Challenging the Power of the Supernatural in Nigeria

24-year-old Gbenga Adewoyin has recently emerged as a rebel publicly contesting the powers of the supernatural in the deeply religious country of Nigeria.  Belief in African traditional religions and its juju components are widespread in Nigeria, with many combining them with either Christianity or Islam, according to a 2010 report by the Pew Research Centre.

Many Nigerians believe that magic charms can allow humans to morph into cats, protect bare skins from sharp blades and make money appear in a clay pot.These beliefs  are not just held by the uneducated, they exist even at the highest level of Nigeria's academia.
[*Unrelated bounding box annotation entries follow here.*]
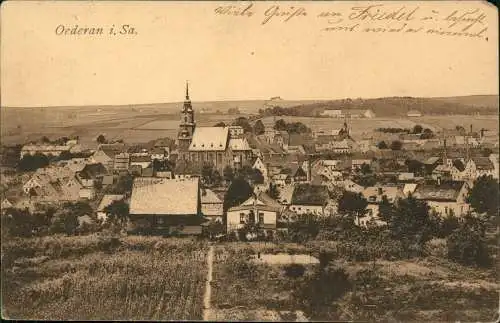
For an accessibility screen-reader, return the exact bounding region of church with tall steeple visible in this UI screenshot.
[177,82,196,151]
[177,83,252,174]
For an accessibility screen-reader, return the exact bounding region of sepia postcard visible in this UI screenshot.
[0,1,500,322]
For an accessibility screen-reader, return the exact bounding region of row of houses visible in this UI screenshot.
[116,172,471,238]
[321,109,375,119]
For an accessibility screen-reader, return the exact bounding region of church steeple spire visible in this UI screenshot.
[177,81,196,151]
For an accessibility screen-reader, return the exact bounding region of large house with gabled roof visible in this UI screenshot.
[129,177,206,235]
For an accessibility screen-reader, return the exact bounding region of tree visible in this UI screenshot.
[455,126,465,135]
[253,119,266,135]
[108,174,134,194]
[233,117,252,132]
[96,134,107,144]
[391,140,403,150]
[57,150,73,160]
[481,147,493,157]
[405,159,424,175]
[446,215,491,267]
[50,202,82,235]
[104,200,129,228]
[468,175,499,216]
[2,209,34,237]
[360,163,372,175]
[420,128,434,139]
[338,191,368,218]
[205,221,226,239]
[378,195,394,223]
[377,141,389,149]
[201,164,214,184]
[223,178,253,212]
[212,170,222,186]
[266,183,280,200]
[251,168,264,184]
[413,124,424,133]
[222,165,234,182]
[389,195,434,254]
[274,119,287,131]
[18,153,50,172]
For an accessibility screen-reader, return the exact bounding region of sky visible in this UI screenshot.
[0,1,499,106]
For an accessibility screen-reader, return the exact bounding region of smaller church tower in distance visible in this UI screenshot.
[177,82,196,151]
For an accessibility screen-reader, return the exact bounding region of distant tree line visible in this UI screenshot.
[274,119,311,134]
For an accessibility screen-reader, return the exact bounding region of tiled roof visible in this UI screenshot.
[130,178,199,215]
[228,193,281,212]
[174,159,200,175]
[80,163,107,179]
[362,186,401,202]
[201,189,222,204]
[229,138,252,150]
[413,182,464,201]
[97,143,127,158]
[292,184,329,205]
[130,155,151,163]
[453,159,465,172]
[97,194,123,211]
[288,133,308,146]
[472,157,495,170]
[189,127,229,151]
[424,156,441,165]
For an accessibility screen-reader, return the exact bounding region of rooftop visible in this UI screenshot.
[292,184,329,205]
[130,177,199,215]
[229,138,252,150]
[413,181,465,201]
[97,194,123,211]
[189,127,229,151]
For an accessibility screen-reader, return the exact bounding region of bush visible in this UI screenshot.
[285,264,306,278]
[295,266,352,319]
[424,238,448,258]
[446,224,491,267]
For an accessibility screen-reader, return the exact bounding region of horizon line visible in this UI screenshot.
[0,93,500,109]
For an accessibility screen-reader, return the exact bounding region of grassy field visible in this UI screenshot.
[263,115,498,139]
[212,242,499,322]
[0,100,498,147]
[2,235,206,320]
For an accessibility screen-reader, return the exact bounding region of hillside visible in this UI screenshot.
[433,95,498,109]
[284,95,498,117]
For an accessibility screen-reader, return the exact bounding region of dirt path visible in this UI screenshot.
[203,246,214,321]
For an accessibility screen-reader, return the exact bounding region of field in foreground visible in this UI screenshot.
[2,235,206,320]
[212,242,499,322]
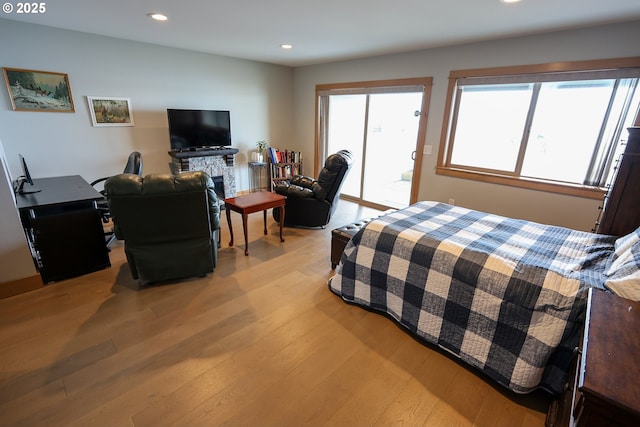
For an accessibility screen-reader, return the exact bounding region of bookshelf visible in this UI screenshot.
[267,147,302,191]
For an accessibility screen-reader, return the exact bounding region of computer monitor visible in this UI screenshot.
[16,154,40,194]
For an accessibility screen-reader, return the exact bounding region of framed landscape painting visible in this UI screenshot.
[2,68,75,113]
[87,96,133,126]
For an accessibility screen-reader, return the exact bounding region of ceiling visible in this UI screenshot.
[0,0,640,67]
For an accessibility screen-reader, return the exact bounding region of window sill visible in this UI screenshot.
[436,166,607,200]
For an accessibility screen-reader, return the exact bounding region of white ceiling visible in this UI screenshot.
[0,0,640,67]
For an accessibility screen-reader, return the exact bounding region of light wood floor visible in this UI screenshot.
[0,201,549,427]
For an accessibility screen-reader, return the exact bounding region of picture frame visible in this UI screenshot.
[87,96,134,127]
[2,67,75,113]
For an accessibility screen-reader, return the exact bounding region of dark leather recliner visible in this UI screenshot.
[273,150,353,231]
[91,151,142,247]
[105,171,220,285]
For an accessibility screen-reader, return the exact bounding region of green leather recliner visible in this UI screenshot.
[104,171,220,285]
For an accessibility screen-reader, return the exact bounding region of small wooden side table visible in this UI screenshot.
[546,289,640,427]
[224,191,287,256]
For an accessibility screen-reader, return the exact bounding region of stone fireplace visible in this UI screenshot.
[169,148,238,199]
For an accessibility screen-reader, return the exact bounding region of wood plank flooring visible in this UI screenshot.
[0,201,549,427]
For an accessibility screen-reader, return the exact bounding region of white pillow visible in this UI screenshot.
[604,227,640,301]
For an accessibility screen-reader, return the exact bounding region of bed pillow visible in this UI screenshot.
[605,227,640,301]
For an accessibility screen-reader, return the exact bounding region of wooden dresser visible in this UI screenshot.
[546,289,640,427]
[595,127,640,236]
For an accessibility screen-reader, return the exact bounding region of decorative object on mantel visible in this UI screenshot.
[2,68,75,113]
[87,96,133,126]
[251,141,269,163]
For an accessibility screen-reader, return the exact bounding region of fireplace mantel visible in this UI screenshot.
[169,147,239,198]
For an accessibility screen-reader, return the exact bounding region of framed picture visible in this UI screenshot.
[2,68,75,113]
[87,96,133,126]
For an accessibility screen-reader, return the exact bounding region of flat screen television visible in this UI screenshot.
[167,109,231,151]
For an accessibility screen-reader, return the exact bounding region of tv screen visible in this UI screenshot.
[167,109,231,151]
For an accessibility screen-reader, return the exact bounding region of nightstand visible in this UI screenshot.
[547,289,640,427]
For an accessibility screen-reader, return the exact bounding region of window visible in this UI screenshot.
[437,58,640,197]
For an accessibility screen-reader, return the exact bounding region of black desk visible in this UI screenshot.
[16,175,111,283]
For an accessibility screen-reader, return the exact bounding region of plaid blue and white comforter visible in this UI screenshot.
[329,202,615,394]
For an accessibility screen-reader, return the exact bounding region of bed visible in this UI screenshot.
[328,202,640,395]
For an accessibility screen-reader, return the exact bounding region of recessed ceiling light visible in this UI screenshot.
[147,12,169,21]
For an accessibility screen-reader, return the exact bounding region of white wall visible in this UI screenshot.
[0,19,293,283]
[294,21,640,231]
[0,19,293,191]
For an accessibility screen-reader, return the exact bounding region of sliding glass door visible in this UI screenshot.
[318,81,430,208]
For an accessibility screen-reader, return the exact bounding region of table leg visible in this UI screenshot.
[242,213,249,256]
[280,205,284,242]
[225,206,233,246]
[262,209,267,236]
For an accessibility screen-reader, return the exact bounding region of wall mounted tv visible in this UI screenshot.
[167,108,231,151]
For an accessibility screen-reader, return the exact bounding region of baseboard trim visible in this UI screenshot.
[0,275,44,299]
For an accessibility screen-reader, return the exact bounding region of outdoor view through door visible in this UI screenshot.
[317,79,430,208]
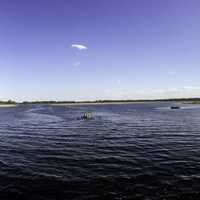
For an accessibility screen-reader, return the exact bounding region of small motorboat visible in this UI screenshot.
[170,106,181,109]
[77,112,92,119]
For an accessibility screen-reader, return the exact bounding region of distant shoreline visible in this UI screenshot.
[0,98,200,107]
[50,101,147,106]
[0,104,17,108]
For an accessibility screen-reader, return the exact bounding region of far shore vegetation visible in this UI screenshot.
[0,98,200,105]
[0,100,17,105]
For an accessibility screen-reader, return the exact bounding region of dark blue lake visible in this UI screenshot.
[0,102,200,200]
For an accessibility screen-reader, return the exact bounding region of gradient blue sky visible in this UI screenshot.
[0,0,200,101]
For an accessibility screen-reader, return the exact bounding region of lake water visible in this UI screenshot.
[0,102,200,200]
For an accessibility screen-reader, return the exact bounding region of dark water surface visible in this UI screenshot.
[0,103,200,200]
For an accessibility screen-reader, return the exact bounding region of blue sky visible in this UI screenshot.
[0,0,200,101]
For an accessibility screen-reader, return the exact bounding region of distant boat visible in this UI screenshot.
[170,106,181,109]
[77,112,92,119]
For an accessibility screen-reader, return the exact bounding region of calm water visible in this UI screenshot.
[0,103,200,200]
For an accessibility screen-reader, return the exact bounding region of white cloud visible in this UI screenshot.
[72,44,88,51]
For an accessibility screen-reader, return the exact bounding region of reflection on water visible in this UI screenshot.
[0,103,200,199]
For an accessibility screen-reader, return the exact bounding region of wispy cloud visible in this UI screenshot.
[71,44,88,51]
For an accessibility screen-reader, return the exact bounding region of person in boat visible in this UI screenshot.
[82,112,92,119]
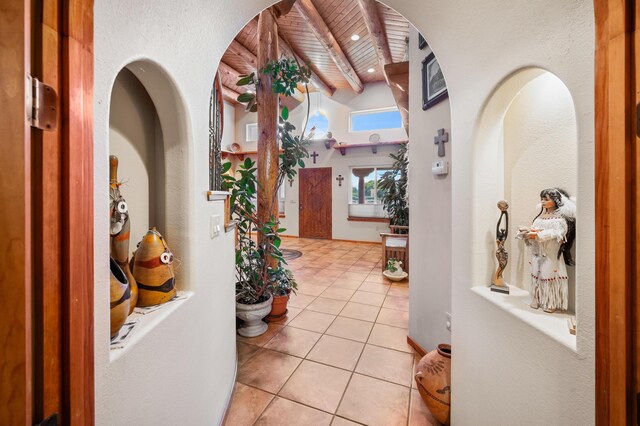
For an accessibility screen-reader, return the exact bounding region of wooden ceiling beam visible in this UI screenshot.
[222,86,241,105]
[357,0,393,83]
[218,61,243,84]
[227,39,258,71]
[293,0,364,93]
[247,19,336,97]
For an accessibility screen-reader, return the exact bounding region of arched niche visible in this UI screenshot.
[472,68,579,345]
[109,60,192,290]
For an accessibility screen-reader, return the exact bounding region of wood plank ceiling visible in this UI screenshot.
[220,0,409,100]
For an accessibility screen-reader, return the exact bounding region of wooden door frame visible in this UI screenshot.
[298,167,333,240]
[594,0,640,425]
[0,0,95,425]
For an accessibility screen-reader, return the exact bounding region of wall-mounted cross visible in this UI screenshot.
[433,129,449,157]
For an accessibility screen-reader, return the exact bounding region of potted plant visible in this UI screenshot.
[267,265,298,321]
[222,58,310,337]
[380,144,409,233]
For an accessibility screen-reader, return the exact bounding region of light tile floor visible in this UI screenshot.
[225,238,438,426]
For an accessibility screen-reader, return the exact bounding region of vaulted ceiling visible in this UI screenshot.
[219,0,409,100]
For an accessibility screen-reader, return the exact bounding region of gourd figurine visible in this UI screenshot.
[516,188,576,313]
[109,155,138,313]
[109,258,131,339]
[133,227,176,306]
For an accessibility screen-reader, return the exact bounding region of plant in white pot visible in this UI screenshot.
[222,58,310,337]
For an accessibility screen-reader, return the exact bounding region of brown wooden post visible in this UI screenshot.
[594,0,637,426]
[0,0,32,425]
[257,10,280,253]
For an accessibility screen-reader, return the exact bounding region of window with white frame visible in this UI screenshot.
[349,107,402,133]
[349,166,391,217]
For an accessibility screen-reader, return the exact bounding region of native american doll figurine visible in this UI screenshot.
[491,200,509,294]
[109,155,138,313]
[109,257,131,339]
[133,228,176,306]
[516,188,576,313]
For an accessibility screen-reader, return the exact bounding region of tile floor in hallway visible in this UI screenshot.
[225,238,438,426]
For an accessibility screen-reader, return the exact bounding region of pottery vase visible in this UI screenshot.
[133,228,176,306]
[236,295,273,337]
[415,344,451,425]
[266,292,289,321]
[109,258,131,338]
[109,155,138,313]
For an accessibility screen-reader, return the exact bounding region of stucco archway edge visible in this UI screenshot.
[94,0,594,424]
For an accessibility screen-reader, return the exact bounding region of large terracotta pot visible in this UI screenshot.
[416,344,451,425]
[109,258,131,338]
[236,295,273,337]
[133,228,176,306]
[266,293,289,321]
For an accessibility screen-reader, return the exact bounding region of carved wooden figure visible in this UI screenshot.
[491,200,509,293]
[109,155,138,313]
[133,227,176,306]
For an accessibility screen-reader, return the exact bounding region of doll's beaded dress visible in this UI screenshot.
[525,214,569,310]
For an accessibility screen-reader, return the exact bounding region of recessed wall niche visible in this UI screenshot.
[472,68,580,348]
[105,62,190,290]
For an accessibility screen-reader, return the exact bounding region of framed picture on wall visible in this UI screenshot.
[422,53,449,110]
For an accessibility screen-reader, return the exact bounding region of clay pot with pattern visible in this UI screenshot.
[133,227,176,306]
[109,155,138,313]
[109,258,131,338]
[415,344,451,425]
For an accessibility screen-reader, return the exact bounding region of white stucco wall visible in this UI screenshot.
[94,0,595,425]
[234,82,407,242]
[502,72,578,311]
[109,69,164,251]
[409,28,458,350]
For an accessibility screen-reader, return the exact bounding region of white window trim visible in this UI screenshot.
[347,164,393,206]
[349,106,402,133]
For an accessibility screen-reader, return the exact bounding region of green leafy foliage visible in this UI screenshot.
[228,58,311,304]
[378,144,409,230]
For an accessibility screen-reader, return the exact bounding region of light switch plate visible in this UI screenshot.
[209,214,220,239]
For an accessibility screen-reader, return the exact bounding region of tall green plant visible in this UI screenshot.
[379,144,409,230]
[223,58,310,304]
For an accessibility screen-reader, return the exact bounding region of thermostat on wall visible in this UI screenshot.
[431,161,449,176]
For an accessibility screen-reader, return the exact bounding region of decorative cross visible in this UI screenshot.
[433,129,449,157]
Dr Olaleye Kayode, a senior lecturer in African Indigenous Religions at the University of Ibadan, told the BBC that money-making juju rituals - where human body parts mixed with charms makes money spew out of a pot - really work.  The curency that supposedly appear "are gotten by spirits from existing banks", he told the BBC.

Jude Akanbi, a lecturer at the Crowther Graduate Theological Seminary in Abẹ́òkúta, is also unequivocal about juju.  "This ability to be able to transform yourself to [a] cat, to disappear and reappear, these things are possible within the dynamics of traditional African religion.  "Although [it] sounds illogical, like old wives' tales, however from what we have seen and heard, these things are possible," he said.

Such beliefs, especially that human body parts and charms can produce money from a clay pot, have led to a recent wave of gruesome murders in the country, with single women often the victims.  "I feel horrible to see young people engage in these ritual killings," said Adewovin. "If money ritual worked, we would have seen a massive inflation in the economy for the decades that we have believed in it."

Questioning the existence of supernatural powers is considered taboo in much of Nigerian society.  To be openly expressing such thoughts, as Adewoyin is doing, could easily result in an arrest for blasphemy or a lynching by an angry mob.

The killing of humans to use their body parts for magic purposes gripped Nigeria in the mid-90s and led to riots in the eastern city of Owerri after the kidnap and murder of an 11-year-old boy in 1996.  Now, with social media, hardly a day passes without reports of a missing person and pictures of mutilated corpses linked to juju.

There was widespread outrage last month after three men allegedly killed a 17-year-old girl in Ogun state to use her body parts in a ritual they believed would make them rich. They confessed to the killing after they were arrested by the police and have been charged in court.  The oldest killer was 21, sparking the Twitter hashtag #At21, where users described what they were doing at that stage in life and bemoaning what they saw as societal pressures on young people to get rich quick.

The outrage over the girl's death made federal lawmakers debate juju in parliament and consider the "declaration of a state of emergency on ritual killings in the country."  While the debate rages about who is to blame for the killings, a much broader conversation is to be had about Nigeria's educational system that fails to persuade people that juju and the supernatural are not real, says Adewoyin.  He is hoping that his efforts can expose those he calls tricksters, claiming the supernatural powers of juju, and help put an end to the spate of ritual killings.  "For a reasonable human being to believe that a human with all his biological components can turn to yam or banana is illogical, and worrisome," he said.